Compiling a Lisp-Stat program is straightforward. The
statement **(compile-file "foo")** in Lisp-Stat will
compile the file foo into foo.fsl. When you load the file foo
later, the compiled file is loaded if it exists and is newer than
the uncompiled file. Debugging can be accomplished via the
**debug**, **baktrace** and
**trace** functions. A stepper is also available to
step through lines of code.

There are many interesting dynamic animations can be
constructed in Lisp-Stat. This article has only scratched the
surface. Lisp-Stat continues to evolve and
**Xlisp** itself continues to move
closer and closer to Common Lisp due to the efforts of many,
particularly Tom Almy and Luke Tierney. The available body of
applications and software for Lisp-Stat is also growing; see the
sidebar “Getting Lisp-Stat” for more information.

Balasubramanian Narasimhan teaches Statistics at Penn State Erie, The Behrend College. His interests include classical western music, Seminole football and the history of India. He may be reached at naras@euler.bd.psu.edu

Lisp-Stat is freely available on the net. The primary
distribution site is ftp.stat.umn.edu. Look under pub/xlispstat for
xlispstat-3-44.tar.gz. The file is about 1.2 Megabytes, which means
that it fits nicely on a 3.5-inch disk. It compiles out of the box
on Linux, but to use the foreign-function interface, you must first
install the GNU **dld** library,
available from tsx-11.mit.edu under pub/linux/binaries/libs as
dld-3.2.5.bin.tar.gz.
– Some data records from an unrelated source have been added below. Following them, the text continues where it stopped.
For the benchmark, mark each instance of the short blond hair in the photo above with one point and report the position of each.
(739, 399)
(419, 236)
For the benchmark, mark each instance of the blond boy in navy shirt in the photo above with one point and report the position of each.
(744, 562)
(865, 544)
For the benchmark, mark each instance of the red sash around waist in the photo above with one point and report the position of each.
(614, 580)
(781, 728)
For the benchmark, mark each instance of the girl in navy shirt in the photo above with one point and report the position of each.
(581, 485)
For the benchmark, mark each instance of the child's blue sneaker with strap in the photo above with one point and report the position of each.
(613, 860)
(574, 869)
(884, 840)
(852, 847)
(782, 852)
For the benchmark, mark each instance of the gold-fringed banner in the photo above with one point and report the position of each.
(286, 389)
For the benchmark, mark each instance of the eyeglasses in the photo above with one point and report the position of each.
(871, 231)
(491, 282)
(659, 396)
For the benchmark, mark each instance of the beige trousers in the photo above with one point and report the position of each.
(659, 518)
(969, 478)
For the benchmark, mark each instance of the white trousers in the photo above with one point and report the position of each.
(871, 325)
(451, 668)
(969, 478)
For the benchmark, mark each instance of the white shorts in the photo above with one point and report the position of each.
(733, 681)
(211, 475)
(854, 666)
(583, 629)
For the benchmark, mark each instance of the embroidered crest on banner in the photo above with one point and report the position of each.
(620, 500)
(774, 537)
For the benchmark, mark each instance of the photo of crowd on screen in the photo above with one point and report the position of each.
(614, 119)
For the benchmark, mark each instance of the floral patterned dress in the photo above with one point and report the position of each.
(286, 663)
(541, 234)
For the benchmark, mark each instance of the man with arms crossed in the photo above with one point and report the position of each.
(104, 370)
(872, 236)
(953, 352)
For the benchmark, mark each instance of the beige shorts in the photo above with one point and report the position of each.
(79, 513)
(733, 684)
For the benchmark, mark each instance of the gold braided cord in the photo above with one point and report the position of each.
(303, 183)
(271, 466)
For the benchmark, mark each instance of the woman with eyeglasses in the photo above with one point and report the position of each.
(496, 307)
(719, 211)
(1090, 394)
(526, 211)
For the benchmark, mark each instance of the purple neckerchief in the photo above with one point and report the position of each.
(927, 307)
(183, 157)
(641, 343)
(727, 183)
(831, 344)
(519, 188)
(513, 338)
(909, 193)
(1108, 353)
For those who don't want the adventure of
building from scratch, you can obtain a binary from
euler.bd.psu.edu under pub/lj/xlispstat. Follow the instructions in
the README file. The file xlispstat-3.44-bin.tar.gz is the whole
binary.

There is a mailing list for Xlisp-Stat users. To join the mailing list send a message with your e-mail address saying that you want to subscribe to stat-lisp-news-request@stat.umn.edu.

The Usenet newsgroup comp.lang.lisp.x is devoted to XLisp, however it is a low-volume newsgroup averaging 2-3 articles a day.

The site ftp.stat.ucla.edu has a good amount of Lisp and Lisp-Stat related stuff. For a look at some hypertext applications, look at the sites euler.bd.psu.edu and www.stat.ucla.edu.